Tea cultivation started in the 19th century when seedlings of tea trees were taken from the Wuyi mountains in Fujian province to northern Taiwan. At this time, tea from Taiwan was drunk in Taiwan or in China.

In 1855, Linfengchi took oolong trees from Wuyi and took them to Dongding, which started the story of Dongding oolong.

In 1855, Jardine Mantheson & Co. bought semi-finished oolong from Taiwan and sold it around the world.


After 1860, John Dodd also saw that Taiwanese tea had potential and so he gave out loans to farmers in northern Taiwan to increase their production. He also made tea-making faster by bringing Chinese tea masters to Taiwan so that everything could be done on the island, and the tea did not have to be shipped to the Mainland to complete processing. In 1869, he shipped 127 tonnes to the US, where it was a great success. He also shipped to England.
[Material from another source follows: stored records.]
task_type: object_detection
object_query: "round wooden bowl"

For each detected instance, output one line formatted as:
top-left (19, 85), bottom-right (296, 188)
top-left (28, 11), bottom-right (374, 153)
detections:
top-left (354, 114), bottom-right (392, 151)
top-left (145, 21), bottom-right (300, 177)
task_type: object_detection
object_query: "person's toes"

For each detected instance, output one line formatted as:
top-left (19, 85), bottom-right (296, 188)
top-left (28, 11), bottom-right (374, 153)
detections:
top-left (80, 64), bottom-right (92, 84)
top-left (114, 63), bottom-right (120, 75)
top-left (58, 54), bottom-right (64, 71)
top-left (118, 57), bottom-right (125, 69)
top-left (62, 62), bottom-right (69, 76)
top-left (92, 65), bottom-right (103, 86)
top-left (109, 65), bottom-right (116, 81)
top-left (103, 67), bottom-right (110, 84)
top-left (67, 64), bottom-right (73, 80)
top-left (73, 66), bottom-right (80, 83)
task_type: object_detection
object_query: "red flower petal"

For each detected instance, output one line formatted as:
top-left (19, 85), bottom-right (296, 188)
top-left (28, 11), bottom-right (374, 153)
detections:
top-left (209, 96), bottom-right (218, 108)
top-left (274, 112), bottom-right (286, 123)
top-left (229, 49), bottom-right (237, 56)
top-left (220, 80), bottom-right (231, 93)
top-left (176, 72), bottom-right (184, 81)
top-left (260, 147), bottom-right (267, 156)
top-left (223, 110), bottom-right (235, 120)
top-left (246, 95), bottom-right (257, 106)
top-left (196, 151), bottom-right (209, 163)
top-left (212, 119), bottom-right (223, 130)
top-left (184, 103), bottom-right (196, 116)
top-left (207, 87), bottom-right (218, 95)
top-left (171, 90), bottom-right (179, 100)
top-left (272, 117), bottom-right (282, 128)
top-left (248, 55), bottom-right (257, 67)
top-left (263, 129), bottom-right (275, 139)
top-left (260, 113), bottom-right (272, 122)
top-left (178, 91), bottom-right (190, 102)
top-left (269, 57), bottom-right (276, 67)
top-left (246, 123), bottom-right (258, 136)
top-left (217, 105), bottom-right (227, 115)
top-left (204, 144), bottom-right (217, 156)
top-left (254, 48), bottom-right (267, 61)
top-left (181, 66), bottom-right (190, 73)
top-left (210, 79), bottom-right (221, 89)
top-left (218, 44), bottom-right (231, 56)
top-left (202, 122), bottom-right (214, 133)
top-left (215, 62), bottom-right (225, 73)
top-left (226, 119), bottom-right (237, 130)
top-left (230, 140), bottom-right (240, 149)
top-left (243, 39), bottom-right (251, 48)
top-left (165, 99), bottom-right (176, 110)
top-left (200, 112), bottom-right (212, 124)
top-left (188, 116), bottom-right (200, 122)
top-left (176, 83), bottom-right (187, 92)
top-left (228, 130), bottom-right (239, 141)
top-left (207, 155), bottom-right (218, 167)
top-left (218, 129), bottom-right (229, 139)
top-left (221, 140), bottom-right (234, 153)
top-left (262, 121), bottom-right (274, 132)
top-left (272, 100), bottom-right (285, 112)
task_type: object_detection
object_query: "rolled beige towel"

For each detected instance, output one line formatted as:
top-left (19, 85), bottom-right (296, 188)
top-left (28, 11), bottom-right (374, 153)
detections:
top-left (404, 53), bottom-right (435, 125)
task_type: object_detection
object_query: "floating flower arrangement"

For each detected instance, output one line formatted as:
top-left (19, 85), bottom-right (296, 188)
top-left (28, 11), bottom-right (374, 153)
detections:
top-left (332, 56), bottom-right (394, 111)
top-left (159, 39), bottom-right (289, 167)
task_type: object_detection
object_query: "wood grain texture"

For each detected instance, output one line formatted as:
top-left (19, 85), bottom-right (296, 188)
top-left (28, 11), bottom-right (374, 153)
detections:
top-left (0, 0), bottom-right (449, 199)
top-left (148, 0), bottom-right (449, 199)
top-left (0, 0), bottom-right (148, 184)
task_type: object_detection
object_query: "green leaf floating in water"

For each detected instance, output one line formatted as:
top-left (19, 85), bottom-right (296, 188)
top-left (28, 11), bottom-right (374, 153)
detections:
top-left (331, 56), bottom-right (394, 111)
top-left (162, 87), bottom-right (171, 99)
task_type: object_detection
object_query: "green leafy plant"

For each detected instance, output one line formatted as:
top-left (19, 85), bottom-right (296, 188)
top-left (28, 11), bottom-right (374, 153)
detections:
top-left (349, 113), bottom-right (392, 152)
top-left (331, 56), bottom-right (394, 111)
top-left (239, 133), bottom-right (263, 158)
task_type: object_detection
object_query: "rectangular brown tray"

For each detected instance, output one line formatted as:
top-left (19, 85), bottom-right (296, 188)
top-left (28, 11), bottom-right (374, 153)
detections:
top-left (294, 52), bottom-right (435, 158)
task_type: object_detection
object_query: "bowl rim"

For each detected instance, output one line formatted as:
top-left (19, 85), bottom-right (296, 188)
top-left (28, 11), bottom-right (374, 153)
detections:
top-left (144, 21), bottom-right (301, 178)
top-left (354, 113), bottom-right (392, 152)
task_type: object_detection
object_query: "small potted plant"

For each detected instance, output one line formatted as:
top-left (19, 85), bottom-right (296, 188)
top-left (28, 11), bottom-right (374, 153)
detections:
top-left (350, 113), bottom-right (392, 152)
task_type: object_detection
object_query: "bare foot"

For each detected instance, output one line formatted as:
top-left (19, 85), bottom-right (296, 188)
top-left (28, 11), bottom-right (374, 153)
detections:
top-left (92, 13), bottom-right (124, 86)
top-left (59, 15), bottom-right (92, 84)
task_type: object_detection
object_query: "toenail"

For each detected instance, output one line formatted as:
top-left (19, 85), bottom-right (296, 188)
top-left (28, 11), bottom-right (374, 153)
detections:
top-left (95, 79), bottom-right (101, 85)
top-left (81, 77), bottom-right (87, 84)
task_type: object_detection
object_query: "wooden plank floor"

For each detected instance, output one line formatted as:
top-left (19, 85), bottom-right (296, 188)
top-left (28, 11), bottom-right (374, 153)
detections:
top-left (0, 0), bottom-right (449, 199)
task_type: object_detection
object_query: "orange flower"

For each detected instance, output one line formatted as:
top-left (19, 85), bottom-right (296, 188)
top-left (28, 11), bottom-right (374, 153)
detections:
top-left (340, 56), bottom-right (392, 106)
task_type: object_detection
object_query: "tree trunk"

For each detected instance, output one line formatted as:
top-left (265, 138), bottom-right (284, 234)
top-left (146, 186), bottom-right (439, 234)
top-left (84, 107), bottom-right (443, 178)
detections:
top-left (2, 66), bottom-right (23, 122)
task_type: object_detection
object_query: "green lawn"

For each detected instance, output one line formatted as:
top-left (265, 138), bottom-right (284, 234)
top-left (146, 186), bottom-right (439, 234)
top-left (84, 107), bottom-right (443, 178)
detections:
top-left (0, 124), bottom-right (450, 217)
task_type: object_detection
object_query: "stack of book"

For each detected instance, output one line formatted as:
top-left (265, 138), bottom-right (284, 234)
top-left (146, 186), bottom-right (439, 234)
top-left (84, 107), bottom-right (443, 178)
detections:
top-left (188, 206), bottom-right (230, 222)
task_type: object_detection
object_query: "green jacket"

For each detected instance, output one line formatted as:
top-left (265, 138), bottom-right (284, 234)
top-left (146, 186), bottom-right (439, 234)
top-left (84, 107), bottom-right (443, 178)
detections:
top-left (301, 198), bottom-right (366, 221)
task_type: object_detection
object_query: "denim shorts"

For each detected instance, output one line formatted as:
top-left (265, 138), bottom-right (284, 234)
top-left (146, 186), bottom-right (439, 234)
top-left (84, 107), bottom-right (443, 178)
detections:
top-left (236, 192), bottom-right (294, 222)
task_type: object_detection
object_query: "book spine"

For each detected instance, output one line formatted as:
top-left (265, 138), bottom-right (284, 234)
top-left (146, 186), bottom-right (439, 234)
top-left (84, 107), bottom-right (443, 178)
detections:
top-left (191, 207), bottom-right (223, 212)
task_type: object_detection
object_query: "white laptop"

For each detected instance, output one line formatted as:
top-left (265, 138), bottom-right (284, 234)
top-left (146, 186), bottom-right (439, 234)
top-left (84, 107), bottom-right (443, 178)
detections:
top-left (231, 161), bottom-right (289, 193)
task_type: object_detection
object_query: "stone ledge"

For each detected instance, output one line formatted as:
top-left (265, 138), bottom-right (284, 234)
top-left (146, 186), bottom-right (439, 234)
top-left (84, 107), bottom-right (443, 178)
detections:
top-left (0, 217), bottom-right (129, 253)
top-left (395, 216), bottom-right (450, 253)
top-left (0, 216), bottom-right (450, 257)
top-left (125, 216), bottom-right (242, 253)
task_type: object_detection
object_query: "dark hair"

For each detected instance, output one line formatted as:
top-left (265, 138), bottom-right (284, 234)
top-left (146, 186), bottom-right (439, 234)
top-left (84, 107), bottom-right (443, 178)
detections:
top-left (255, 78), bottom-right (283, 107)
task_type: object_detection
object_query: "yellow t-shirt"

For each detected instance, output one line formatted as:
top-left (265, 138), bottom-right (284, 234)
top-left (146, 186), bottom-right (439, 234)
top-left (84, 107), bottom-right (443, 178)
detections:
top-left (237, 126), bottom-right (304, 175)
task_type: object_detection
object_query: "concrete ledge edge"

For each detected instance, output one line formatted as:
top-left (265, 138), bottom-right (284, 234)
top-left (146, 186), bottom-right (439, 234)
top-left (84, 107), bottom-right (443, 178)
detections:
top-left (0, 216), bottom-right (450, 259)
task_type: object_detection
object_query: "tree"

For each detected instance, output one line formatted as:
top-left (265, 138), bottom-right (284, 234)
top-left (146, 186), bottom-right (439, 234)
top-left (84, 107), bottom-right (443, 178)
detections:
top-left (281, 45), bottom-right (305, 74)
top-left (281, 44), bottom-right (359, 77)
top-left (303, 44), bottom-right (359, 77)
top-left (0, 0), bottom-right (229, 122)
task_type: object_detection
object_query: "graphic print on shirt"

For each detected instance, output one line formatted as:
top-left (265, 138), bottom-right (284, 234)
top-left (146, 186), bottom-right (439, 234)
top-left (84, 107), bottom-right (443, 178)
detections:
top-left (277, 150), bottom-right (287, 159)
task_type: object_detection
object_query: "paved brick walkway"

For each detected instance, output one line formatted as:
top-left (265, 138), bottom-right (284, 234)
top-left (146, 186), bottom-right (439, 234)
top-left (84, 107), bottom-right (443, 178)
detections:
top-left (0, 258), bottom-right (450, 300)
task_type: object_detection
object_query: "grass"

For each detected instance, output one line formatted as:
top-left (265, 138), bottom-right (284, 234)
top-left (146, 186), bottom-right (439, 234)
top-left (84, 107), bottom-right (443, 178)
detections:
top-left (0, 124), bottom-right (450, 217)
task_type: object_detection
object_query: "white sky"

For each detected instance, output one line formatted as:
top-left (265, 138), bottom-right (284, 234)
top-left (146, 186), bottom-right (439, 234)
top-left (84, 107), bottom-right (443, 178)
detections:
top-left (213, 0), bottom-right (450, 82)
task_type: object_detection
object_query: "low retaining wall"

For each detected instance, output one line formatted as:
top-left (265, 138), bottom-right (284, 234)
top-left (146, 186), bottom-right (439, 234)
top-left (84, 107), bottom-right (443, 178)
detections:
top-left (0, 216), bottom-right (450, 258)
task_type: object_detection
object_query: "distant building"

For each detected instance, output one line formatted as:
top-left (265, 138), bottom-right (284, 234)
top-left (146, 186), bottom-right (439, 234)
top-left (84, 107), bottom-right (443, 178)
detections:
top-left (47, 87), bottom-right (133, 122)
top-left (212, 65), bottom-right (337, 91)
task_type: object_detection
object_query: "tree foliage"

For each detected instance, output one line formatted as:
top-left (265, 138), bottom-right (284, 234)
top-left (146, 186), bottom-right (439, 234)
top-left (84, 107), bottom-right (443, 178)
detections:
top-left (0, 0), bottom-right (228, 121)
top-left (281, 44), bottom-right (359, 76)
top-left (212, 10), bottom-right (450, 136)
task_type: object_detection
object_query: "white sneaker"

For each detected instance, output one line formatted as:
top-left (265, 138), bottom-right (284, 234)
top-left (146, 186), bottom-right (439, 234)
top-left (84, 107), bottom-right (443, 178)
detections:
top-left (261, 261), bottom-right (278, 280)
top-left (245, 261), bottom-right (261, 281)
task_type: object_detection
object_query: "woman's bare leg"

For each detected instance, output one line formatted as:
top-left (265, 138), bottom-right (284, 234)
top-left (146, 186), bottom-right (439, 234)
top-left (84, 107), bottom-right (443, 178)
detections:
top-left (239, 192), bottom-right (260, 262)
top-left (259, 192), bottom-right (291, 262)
Exports grew from 180,000 pounds in 1865 to over 16 million pounds in 1885. This resulted in tea being Taiwan’s biggest export at the end of the 19th century.

Between 1875-1908, Tieguanyin was taken from Anxi province in China and planted in Muzha Zhanghu in Taiwan, which started off Taiwan’s version of Tieguanyin.


When the Japanese gained control of Taiwan after the first Sino-Japanese war of 1894-April 1895, they increased black tea production and set up the Taiwan Tea Research and Extension Station in 1926 to develop tea varietals (cultivated varieties of the tea plant, camellia sinensis) that were more suited to Taiwan, some of which are still used to this day, such as Jin Xuan. The Japanese also took Taiwanese tea to international trade fairs.